Colloquially, the term 'common law marriage' is used to describe the relationship of a man and a woman who live together as husband and wife without having gone through a legal ceremony of marriage.

The non-recognition, in Bermuda, of common law marriage – however long-standing or permanent the relationship – is a striking example of public policy designed to uphold the sanctity of marriage by the total denial of intestate succession rights to unmarried cohabitants in Bermuda.

In the case of unmarried cohabitants, the surviving partner will have no claims, under Bermuda intestacy rules, to the estate of the deceased partner. There is no statutory remedy in Bermuda law, as there is for such persons in the United Kingdom (UK) under the Inheritance (Provision for Family and Dependants) Act 1975, as amended by the Law Reform (Succession) Act 1995.

The present state of the law in Bermuda is:

  • there is no legal duty to support a cohabiting partner either during cohabitation or after break-up
  • unmarried fathers have no automatic rights or duties toward their children
  • because cohabiting couples have no legal recognition of their cohabitation, their possessions, which may have been shared during cohabitation, remain the property of the legal owner upon break-up
  • without a will, cohabitees do not automatically inherit anything, unless the property is jointly owned

Unlike in Bermuda, in 1995 the UK recognised the right of common law spouses, by extending the class of persons who could apply for reasonable financial provision out of a deceased person's estate, to a person who, during the two years immediately preceding the death, was living in the same household as the deceased and as the spouse of the deceased.

In such applications, the UK courts are directed to have regard to the applicant's age, the duration of the relationship and the contribution made by the applicant to the welfare of the deceased's family, including any contribution made by looking after the home.

In contrast, Part III of our Succession Act 1974 only includes spouses or former spouses, as persons who can make a claim for financial support from the estate of a deceased, but does not recognise a common law spouse.

However, that is not to say that an unmarried cohabitant has never, in fact, succeeded on intestacy since there is a presumption of marriage, which arises when a man and a woman cohabit and hold themselves out to be husband and wife. In such cases, the burden of disproving the marriage will fall on those who allege that the parties were not married, which must be proved beyond a reasonable doubt.

Until recently, if no one challenged the common law spouse on the validity of the marriage and entitlement on intestacy, the court would usually grant the application for Letters of Administration as proof of marriage was not then strictly required by the court. The legal presumption is: the longer the cohabitation, the stronger the presumption.

However, the Registrar of the Supreme Court has since 2007 adopted the practice of requiring the production of a marriage certificate in cases involving applications for Letters of Administration (i.e. where there is no will) in order to be satisfied that the applicant spouse was in fact married to the deceased at the time of death and thereby entitled to the grant.
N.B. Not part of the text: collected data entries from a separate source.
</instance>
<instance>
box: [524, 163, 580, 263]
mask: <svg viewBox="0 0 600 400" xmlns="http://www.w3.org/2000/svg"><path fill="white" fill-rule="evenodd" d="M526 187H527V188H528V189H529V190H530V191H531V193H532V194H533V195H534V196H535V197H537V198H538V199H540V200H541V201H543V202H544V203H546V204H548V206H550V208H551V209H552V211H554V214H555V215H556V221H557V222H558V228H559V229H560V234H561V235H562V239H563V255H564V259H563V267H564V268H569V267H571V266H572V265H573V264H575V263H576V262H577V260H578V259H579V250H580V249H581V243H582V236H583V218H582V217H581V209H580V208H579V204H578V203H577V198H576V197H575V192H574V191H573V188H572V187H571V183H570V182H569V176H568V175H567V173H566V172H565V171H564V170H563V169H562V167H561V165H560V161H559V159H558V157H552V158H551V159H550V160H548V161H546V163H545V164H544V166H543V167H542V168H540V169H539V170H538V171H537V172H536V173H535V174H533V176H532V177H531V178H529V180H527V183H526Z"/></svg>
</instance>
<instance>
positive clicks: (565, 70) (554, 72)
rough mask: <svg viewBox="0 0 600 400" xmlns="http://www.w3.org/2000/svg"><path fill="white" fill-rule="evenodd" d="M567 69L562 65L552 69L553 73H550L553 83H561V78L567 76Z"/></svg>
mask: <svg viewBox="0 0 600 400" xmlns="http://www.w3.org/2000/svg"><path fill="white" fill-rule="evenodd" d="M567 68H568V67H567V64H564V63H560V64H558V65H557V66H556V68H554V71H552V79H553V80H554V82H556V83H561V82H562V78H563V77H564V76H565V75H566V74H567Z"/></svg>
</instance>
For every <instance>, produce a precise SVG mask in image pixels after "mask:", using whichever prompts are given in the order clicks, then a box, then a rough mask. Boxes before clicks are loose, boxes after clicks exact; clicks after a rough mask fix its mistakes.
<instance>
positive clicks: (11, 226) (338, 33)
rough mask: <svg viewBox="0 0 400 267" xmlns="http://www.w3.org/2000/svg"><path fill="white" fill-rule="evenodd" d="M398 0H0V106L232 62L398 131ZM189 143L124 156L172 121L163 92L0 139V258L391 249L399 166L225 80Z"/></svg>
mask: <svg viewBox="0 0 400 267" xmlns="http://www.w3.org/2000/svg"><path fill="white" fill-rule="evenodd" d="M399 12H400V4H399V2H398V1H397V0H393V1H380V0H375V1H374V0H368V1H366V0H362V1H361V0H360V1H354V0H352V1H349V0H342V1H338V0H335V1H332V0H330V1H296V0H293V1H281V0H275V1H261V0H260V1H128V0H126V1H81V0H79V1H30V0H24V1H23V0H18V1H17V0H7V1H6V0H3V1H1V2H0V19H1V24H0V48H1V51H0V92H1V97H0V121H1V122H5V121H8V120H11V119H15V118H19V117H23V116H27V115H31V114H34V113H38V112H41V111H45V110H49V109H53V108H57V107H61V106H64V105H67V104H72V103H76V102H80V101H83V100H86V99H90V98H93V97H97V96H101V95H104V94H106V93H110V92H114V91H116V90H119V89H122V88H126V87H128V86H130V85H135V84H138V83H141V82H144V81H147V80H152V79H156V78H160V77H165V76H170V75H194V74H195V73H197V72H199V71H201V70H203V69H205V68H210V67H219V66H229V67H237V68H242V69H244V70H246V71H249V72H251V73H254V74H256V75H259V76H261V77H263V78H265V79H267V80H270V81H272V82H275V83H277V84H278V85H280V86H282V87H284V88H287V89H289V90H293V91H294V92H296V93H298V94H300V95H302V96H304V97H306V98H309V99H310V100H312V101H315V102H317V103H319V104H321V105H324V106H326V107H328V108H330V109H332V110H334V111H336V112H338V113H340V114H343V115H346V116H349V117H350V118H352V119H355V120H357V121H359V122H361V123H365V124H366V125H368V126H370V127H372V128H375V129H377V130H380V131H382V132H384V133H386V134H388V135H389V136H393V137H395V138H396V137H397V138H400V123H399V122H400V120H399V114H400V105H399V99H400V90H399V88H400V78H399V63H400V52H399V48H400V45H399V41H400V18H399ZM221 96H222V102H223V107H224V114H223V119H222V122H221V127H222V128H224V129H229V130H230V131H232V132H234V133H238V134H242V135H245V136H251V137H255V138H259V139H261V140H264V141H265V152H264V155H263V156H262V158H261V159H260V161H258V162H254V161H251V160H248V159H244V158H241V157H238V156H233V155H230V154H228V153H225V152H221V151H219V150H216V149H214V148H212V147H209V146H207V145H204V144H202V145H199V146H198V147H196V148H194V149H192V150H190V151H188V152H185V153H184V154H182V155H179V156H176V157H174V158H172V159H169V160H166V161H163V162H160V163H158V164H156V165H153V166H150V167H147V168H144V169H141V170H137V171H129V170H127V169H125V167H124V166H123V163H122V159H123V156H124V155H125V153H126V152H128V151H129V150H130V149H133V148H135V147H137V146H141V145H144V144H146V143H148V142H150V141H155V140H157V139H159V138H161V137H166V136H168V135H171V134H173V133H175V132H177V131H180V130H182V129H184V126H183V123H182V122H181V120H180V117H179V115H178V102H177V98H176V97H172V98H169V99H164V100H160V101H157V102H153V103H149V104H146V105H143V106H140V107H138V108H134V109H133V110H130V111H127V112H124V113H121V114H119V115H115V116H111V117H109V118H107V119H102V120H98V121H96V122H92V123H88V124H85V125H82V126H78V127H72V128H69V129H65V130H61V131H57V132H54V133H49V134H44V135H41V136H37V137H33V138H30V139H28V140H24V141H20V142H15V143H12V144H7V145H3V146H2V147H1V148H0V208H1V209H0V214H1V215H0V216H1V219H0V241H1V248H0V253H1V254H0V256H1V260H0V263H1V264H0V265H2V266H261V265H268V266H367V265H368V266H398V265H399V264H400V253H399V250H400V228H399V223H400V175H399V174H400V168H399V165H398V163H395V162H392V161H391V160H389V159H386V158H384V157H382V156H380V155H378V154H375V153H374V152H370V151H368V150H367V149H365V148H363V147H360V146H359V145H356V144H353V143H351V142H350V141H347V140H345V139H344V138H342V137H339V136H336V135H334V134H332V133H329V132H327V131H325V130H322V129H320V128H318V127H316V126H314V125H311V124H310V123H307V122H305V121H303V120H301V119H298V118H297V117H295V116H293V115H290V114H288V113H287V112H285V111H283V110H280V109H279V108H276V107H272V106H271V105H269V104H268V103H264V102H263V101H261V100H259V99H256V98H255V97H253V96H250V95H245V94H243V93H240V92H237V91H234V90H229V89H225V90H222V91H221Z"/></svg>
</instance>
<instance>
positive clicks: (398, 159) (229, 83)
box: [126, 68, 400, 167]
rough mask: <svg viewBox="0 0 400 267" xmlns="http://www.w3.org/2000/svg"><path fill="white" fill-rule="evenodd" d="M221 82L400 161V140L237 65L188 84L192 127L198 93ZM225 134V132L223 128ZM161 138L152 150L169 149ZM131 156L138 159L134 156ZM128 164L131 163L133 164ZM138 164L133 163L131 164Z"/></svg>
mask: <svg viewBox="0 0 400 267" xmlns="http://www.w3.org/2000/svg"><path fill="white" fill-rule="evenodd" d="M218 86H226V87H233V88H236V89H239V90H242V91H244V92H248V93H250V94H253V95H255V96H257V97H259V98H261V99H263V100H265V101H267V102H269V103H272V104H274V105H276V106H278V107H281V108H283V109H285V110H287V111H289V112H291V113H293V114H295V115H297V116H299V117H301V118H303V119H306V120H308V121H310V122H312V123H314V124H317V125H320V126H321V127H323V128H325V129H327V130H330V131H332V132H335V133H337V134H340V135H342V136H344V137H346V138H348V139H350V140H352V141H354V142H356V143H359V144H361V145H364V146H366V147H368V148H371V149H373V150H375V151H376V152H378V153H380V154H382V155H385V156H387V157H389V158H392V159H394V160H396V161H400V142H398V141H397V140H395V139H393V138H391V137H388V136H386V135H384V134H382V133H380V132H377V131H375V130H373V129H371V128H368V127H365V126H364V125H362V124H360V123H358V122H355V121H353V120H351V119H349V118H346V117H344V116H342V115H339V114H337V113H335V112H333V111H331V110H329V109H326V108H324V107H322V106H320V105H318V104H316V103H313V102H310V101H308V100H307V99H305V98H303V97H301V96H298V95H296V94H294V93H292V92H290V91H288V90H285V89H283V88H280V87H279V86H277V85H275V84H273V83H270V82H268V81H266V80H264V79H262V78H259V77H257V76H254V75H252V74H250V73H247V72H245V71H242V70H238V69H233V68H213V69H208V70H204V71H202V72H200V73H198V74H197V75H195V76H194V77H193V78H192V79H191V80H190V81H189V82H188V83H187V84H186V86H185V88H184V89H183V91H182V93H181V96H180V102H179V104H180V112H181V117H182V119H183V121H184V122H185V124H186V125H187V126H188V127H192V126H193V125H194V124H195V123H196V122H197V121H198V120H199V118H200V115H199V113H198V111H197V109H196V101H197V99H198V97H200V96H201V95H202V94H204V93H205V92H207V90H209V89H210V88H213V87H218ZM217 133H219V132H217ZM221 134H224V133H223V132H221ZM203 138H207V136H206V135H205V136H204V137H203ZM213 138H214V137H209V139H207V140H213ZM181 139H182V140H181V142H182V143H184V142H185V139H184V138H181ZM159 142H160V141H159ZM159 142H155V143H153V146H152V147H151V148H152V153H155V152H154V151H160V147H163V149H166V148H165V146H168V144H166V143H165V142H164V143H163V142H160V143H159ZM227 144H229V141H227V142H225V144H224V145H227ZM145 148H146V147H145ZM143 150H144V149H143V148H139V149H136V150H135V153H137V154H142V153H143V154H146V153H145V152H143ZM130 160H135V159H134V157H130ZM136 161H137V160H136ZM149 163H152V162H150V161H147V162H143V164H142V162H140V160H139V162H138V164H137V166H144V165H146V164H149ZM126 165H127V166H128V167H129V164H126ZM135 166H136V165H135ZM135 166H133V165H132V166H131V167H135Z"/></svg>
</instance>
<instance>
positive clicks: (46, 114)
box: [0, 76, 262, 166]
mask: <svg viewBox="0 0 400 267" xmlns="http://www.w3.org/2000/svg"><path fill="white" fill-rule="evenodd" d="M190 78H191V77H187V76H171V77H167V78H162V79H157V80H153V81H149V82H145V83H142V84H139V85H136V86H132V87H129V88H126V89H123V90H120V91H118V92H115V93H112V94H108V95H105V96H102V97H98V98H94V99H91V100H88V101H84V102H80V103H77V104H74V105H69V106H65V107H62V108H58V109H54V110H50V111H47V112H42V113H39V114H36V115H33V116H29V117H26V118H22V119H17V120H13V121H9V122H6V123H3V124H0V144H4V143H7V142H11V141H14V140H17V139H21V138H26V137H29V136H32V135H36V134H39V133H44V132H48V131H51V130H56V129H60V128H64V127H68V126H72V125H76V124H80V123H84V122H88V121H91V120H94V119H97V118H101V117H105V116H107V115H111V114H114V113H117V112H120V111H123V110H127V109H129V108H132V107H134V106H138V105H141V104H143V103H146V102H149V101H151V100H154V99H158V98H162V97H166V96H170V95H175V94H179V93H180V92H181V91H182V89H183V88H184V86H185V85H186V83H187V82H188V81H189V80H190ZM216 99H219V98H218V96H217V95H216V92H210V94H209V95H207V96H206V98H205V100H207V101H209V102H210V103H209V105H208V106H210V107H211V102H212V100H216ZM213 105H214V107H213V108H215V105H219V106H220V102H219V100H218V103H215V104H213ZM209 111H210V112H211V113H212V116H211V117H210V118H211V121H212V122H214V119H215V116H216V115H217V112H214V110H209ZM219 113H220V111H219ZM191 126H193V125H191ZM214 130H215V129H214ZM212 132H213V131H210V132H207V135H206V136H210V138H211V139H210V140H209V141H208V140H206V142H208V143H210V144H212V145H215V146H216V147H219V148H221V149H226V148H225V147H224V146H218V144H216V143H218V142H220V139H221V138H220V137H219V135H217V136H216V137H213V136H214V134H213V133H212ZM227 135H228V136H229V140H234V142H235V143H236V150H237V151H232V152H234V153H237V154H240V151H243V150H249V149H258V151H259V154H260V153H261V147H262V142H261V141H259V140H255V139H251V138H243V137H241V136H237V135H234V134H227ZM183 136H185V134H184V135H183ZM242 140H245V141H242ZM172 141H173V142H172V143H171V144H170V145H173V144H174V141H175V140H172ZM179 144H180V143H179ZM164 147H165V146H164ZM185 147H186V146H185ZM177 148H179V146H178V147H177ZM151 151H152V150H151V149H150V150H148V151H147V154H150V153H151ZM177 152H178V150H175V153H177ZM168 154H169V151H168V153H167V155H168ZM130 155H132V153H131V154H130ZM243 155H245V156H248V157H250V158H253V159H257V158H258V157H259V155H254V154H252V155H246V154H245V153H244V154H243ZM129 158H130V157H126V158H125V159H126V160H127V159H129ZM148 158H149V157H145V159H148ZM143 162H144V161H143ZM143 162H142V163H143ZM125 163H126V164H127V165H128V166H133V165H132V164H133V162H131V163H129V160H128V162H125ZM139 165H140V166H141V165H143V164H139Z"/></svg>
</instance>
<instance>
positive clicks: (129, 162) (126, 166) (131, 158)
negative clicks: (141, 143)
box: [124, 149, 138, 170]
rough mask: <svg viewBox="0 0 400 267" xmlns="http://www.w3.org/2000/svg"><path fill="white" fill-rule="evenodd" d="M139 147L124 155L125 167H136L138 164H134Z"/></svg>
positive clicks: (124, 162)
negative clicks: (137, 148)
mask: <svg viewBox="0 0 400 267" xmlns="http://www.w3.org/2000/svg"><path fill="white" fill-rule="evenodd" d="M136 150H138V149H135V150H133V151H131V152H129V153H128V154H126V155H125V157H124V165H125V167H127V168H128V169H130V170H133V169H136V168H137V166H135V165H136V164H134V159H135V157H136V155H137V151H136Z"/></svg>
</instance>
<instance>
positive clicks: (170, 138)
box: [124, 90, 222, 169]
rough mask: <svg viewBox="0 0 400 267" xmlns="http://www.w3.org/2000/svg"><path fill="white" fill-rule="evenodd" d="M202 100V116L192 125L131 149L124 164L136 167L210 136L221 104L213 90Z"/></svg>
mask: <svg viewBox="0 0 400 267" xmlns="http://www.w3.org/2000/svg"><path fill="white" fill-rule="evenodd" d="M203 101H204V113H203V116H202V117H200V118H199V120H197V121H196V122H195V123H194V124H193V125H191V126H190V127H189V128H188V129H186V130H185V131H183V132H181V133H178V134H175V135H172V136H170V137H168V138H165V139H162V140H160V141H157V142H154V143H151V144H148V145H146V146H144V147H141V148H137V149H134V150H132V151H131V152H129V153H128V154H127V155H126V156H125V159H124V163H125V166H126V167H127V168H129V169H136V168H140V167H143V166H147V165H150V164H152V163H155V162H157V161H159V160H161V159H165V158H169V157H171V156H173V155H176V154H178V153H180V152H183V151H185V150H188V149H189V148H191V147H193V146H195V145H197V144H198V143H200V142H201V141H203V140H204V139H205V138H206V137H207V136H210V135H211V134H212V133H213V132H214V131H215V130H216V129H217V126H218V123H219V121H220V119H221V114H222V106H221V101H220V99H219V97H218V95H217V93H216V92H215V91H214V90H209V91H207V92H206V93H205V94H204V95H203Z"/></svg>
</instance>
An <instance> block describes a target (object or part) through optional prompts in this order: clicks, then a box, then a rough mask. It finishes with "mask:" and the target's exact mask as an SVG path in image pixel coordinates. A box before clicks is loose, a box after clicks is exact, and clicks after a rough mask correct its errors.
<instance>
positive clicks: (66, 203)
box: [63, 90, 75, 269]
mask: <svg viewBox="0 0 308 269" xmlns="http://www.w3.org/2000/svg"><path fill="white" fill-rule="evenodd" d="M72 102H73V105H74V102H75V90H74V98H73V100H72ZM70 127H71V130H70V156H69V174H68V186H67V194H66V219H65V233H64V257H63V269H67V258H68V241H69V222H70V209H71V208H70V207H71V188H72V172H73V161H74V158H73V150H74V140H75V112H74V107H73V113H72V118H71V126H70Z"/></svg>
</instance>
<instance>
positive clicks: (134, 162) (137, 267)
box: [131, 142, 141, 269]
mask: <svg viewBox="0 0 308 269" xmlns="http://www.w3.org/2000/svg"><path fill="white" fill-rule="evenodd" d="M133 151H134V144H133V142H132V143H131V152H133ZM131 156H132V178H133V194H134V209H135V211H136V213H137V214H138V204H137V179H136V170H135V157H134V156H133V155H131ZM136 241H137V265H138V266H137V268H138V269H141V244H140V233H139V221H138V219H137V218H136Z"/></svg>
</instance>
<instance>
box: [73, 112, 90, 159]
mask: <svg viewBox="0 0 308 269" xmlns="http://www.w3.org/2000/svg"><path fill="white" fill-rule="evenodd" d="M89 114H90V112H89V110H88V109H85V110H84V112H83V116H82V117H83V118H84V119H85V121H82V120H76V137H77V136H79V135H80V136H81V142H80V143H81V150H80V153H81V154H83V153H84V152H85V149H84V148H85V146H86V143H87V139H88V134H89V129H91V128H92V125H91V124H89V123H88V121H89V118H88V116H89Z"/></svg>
Bermuda law probably hasn't changed, not because it is too difficult to formulate a precise definition of a cohabitant or life partner for the purposes of succession or inheritance as was done in the UK, but more likely because, as a matter of public policy, the law seeks to uphold the sanctity of marriage and the Government is reluctant to recognise equal legal status for unmarried partners.

Government may also be reluctant to change the status quo because cohabitations are extremely varied, from the long-term relationship to the more temporary arrangements of young people living together in "trial" or "practice marriages". Most such liaisons involve members of the opposite gender, some involve people of the same gender, and some are sexual while some are not. The more one thinks on it, the more one appreciates the complexities involved in trying to craft a satisfactory definition for the purposes of inheritance, and whether or not other legal rights presently enjoyed only by married couples should also be granted, as it is difficult to decide where to draw the line.

It must also be recognised that some couples deliberately choose not to marry for tax reasons, or simply because they wish to avoid the obligations of marriage. In such cases, it would be wrong to impose the obligations of marriage on cohabitants who intentionally are trying to avoid them.

The estate planning solution for common law couples rests in making formal legal arrangements, such as: a co-habitation agreement clearly setting out the terms of the co-habitation, jointly purchasing their home, granting a power of attorney to their partner and, most importantly, preparing wills to govern their respective positions on death.

The content of this article is intended to provide a general guide to the subject matter. Specialist advice should be sought about your specific circumstances.